Within equities, we concentrate on a cohort of better businesses. These companies typically have wider moats and competitive advantages as well as the better business models with exceptional balance sheets with superior profitability. In addition to the advantages of sector and Industry tailwinds.
In the first quarter of 2022, we saw the start of a predictable valuation correction in the Tech sector, and we expect there is more of that to come. However, please do not equate froth management with sector bearishness. The absolute performance of the Tech sector may regress, but the relative outperformance is likely to persist. Many of the world’s best opportunities lie ahead in technology. We want to participate but do so in ways consistent with our emphasis on quality and reasonable price.
Managing Unforced Errors
It is also important to avoid the consequences of allocating to low quality businesses that do not have durable competitive advantages. While it is obvious that the Oil and Gas stocks have had a market best run, it is also factual that the Energy sector has been the market’s worst performing sector over the last ten years with the highest risk drawdowns. We expect that the short-term dislocations that have created this spike in the commodity price are just that – short term dislocations. We also expect that a return to lower commodity prices is in the cards.

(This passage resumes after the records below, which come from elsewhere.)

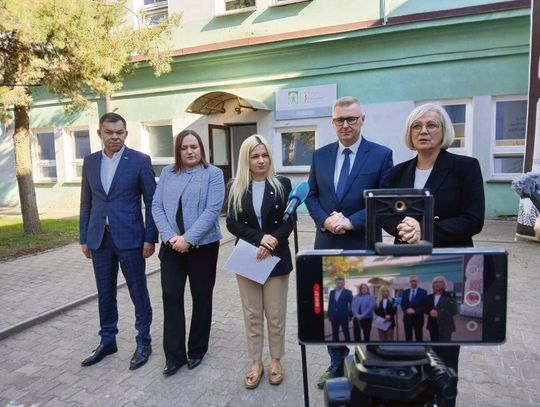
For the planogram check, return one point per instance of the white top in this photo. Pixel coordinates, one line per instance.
(341, 157)
(420, 177)
(257, 194)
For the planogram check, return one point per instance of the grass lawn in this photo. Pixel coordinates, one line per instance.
(14, 243)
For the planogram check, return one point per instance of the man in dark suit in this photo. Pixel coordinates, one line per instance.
(112, 233)
(339, 309)
(339, 174)
(413, 302)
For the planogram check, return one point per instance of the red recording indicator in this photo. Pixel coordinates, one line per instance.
(317, 298)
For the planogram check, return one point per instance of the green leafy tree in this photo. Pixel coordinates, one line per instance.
(75, 49)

Regarding geopolitical risks, we must start with our basic human responses, such as compassion for the sufferings of the Ukrainian people and admiration for their courage and grit. While Russia’s invasion of Ukraine is disruptive from an investment perspective, it is not (yet) game changing. If the stakes increase (nuclear caveat), we will reassess; but with a five-year outlook we are not changing the way we invest because of this conflict.
We address the issues that confront the bond market and the fixed income investor in a separate piece in this newsletter. Please refer to it for that aspect of our strategy.
We are confident that we can serve you best by playing a long game, concentrating on the higher quality cohort of better businesses, investing at reasonable prices, and acting as rational investors.